Examining CIL Opcodes

The final aspect of CIL code you’ll examine in this chapter has to do with the role of various -operational codes (opcodes). Recall that an opcode is simply a CIL token used to build the implementation logic for a given member. The complete set of CIL opcodes (which is fairly large) can be grouped into the following broad categories:

Opcodes that control program flow
Opcodes that evaluate expressions
Opcodes that access values in memory (via parameters, local variables, etc.)

To provide some insight to the world of member implementation via CIL, Table 17-5 defines some of the more useful opcodes that are directly related to member implementation logic, grouped by related functionality

Table 17-5. Various Implementation-Specific CIL Opcodes

Opcodes	Meaning in Life
add, sub, mul, div, rem	These CIL opcodes allow you to add, subtract, multiply, and divide two values (rem returns the remainder of a division operation).
and, or, not, xor	These CIL opcodes allow you to perform bit-wise operations on two values.
ceq, cgt, clt	These CIL opcodes allow you to compare two values on the stack in various manners, for example: ceq: Compare for equality cgt: Compare for greater than clt: Compare for less than
box, unbox	These CIL opcodes are used to convert between reference types and value types.
ret	This CIL opcode is used to exit a method and return a value to the caller (if necessary).
beq, bgt, ble, blt, switch	These CIL opcodes (in addition to many other related opcodes) are used to control branching logic within a method, for example: beq: Break to code label if equal bgt: Break to code label if greater than ble: Break to code label if less than or equal to blt: Break to code label if less than All of the branch-centric opcodes require that you specify a CIL code label to jump to if the result of the test is true.
call	This CIL opcode is used to call a member on a given type.
newarr, newobj	These CIL opcodes allow you to allocate a new array or new object type into memory (respectively).

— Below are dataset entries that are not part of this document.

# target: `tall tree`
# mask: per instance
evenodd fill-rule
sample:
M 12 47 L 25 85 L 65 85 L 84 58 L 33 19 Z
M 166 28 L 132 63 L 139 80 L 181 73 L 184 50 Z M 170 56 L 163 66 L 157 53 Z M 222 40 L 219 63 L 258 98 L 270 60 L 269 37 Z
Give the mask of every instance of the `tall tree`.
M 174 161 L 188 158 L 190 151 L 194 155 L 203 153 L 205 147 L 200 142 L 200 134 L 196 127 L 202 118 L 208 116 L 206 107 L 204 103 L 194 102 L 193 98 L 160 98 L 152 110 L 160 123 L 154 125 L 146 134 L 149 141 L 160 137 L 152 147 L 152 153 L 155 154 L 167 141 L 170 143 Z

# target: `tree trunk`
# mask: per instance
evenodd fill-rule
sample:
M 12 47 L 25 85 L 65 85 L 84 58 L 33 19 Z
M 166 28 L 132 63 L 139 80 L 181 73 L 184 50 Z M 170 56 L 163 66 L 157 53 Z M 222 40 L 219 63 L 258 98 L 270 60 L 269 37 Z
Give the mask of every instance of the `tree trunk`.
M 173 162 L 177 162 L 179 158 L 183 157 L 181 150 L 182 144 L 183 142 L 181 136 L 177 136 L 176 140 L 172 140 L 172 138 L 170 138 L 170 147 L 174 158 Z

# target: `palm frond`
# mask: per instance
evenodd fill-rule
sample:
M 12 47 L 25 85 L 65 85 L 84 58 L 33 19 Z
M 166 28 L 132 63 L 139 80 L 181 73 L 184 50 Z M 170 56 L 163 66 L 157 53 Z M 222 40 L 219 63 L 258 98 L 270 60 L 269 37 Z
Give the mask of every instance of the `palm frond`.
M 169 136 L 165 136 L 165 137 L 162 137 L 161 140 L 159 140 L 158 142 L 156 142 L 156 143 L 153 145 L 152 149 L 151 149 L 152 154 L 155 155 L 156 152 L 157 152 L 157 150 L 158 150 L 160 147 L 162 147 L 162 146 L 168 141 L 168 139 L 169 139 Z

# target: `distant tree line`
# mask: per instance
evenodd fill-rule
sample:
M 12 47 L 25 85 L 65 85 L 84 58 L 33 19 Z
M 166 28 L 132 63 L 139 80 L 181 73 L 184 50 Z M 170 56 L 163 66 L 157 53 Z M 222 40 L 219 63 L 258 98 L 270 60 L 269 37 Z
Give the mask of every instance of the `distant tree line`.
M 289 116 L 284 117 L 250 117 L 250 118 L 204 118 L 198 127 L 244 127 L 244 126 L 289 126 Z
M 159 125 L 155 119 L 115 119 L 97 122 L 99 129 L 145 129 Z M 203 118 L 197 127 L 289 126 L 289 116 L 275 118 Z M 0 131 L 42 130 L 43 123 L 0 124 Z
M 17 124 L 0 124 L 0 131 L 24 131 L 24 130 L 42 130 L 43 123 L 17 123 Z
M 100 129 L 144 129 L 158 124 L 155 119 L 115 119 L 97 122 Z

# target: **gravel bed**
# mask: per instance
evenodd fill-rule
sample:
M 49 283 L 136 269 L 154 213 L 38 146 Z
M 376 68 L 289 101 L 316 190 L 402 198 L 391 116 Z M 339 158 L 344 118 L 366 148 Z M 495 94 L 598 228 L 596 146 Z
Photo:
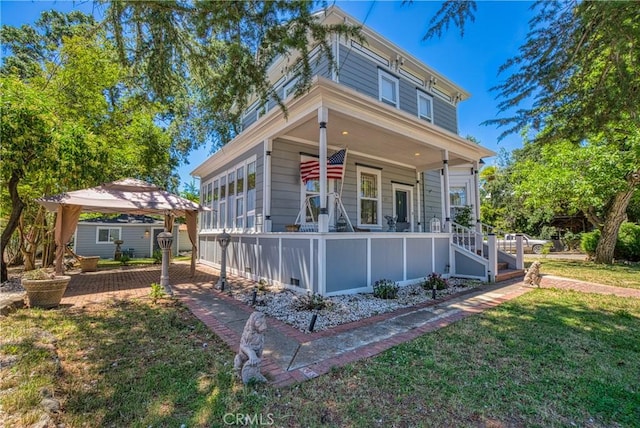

The next broad category of CIL opcodes (a subset of which is shown in Table 17-6) are used to load (push) arguments onto the virtual execution stack. Note how these load-specific opcodes take an ld (load) prefix.

Table 17-6. The Primary Stack-Centric Opcodes of CIL

Opcode	Meaning in Life
ldarg (with numerous variations)	Loads a method’s argument onto the stack. In addition to the general ldarg (which works in conjunction with a given index that identifies the argument), there are numerous other variations. For example, ldarg opcodes that have a numerical suffix (ldarg_0) hard-code which argument to load. As well, variations of the ldarg opcode allow you to hard-code the data type using the CIL constant notation shown in Table 17-4 (ldarg_I4, for an int32) as well as the data type and value (ldarg_I4_5, to load an int32 with the value of 5).
ldc (with numerous variations)	Loads a constant value onto the stack.
ldfld (with numerous variations)	Loads the value of an instance-level field onto the stack.
ldloc (with numerous variations)	Loads the value of a local variable onto the stack.
ldobj	Obtains all the values gathered by a heap-based object and places them on the stack.
ldstr	Loads a string value onto the stack.

In addition to the set of load-specific opcodes, CIL provides numerous opcodes that explicitly pop the topmost value off the stack. As shown over the first few examples in this chapter, popping a value off the stack typically involves storing the value into temporary local storage for further use (such as a parameter for an upcoming method invocation). Given this, note how many opcodes that pop the current value off the virtual execution stack take an st (store) prefix. Table 17-7 hits the highlights.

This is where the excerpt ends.